Abbiamo partecipato alla presentazione del libro “Proibizionismo, Criminalità, Corruzione” a cura di Maria Antonietta Farina Coscioni e Carla Rossi, alla presenza del presidente emerito della Corte Costituzionale ed ex Ministro della Giustizia Giovanni Maria Flick.
In un cantiere parlamentare aperto, come quello sulla legalizzazione della cannabis, la lettura di questo testo diventa preziosa, perché all’approccio ideologico del proibizionismo contrappone la serietà e l’umiltà operosa del metodo scientifico. Conoscere i dati, avere davanti le informazioni, le statistiche, gli studi aiuta il decisore politico onesto ad assumersi la responsabilità di una rivoluzione dolce ma necessaria. Come ha opportunamente sottolineato il Dott. Polidori, dirigente del SERT di Forlì, il mercato delle droghe funziona per sostituzione, quindi ogni vuoto provocato dal proibizionismo sarà riempito sempre da nuovi prodotti, non catalogati, pericolosi, clandestini.
Giovanni Maria Flick ha fatto un parallelo molto efficace sul trattamento che il legislatore riserva ai migranti che fanno ingresso illegale nel territorio nazionale (reato inutile e dannoso, perché impedisce a quelle persone di essere sentite come testimoni per combattere il traffico di esseri umani, essendo essi stessi assoggettati a sanzione penale) e ai tossicodipendenti. In entrambi i casi prevale l’ideologia proibizionista, la subalternità del legislatore al sentire comune, la cultura della paura e della emarginazione del diverso, che ci rassicura nella nostra identità ma ci allontana inesorabilmente da quella “pari dignità sociale” che l’art. 3 comma 2 della nostra Costituzione pone a fondamento della res-publica.
Non a caso le carceri sono abitate da un 30% di immigrati “clandestini”, un 30% di tossicodipendenti e un altro 30% di recidivi: il fallimento del sistema penale, l’effetto della miopia e dell’ipocrisia del legislatore.
“Pari dignità sociale” e “laicità” (intesa come rispetto reciproco) sono il nucleo primario e irriducibile, la sintesi estrema ed intima della Carta, rispettivamente sotto il profilo sostanziale e metodologico. Ecco allora l’invito ad approfondire i dati e le analisi, ad aprire gli occhi sulla realtà, a mangiare metaforicamente la mela della conoscenza per non imbarbarire e inaridire il dibattito.
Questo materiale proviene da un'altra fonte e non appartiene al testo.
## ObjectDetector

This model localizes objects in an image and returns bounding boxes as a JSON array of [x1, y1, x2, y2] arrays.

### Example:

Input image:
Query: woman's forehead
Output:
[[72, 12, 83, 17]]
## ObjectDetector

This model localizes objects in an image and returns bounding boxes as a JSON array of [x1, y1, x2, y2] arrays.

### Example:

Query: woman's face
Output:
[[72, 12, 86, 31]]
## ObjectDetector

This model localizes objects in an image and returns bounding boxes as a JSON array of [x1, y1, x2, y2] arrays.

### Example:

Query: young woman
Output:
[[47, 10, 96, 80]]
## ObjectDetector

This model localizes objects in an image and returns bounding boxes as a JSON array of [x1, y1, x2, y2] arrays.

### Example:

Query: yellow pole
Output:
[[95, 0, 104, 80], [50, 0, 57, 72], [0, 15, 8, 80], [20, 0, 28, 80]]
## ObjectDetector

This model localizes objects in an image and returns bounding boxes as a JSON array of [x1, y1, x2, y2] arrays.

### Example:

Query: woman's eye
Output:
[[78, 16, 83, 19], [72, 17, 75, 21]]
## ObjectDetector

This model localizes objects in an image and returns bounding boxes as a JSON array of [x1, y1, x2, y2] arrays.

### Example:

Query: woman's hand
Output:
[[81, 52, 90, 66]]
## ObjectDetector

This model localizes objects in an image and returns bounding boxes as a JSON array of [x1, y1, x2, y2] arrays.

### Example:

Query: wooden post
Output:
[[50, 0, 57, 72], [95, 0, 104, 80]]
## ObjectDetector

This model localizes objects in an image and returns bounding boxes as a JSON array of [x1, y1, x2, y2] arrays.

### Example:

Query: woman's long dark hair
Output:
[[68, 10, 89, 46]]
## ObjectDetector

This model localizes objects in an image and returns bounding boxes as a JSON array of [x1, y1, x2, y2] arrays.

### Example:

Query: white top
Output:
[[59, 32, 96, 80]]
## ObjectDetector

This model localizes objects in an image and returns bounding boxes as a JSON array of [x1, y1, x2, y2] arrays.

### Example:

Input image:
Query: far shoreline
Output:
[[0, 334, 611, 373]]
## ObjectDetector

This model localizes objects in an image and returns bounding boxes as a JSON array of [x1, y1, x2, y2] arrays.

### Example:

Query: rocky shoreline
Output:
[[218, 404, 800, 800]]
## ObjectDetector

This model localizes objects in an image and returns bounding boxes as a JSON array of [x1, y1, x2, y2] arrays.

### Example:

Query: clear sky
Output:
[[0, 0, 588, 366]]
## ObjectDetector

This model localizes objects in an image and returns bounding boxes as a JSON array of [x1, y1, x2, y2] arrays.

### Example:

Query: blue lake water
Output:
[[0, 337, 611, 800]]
Basterebbe una seria valutazione dell’impatto della regolamentazione per capire che il proibizionismo normativo è fallito (storicamente basterebbe esaminare i dati relativi al proibizionismo degli alcoolici). Ecco allora il senso profondo delle parole di Marco Pannella, riportate nella quarta di copertina del libro: “Proibire con la violenza un consumo che la coscienza sociale invece richiede, tollera o esalta, significa respingere nell’illegalità masse immense di cittadini, e creare le condizioni per l’impero dell’industria delinquenziale dei profitti più neri, incontrollati, selvaggi; significa far muovere come pesci nell’acqua dell’illegalità di tutti, i criminali organizzati.”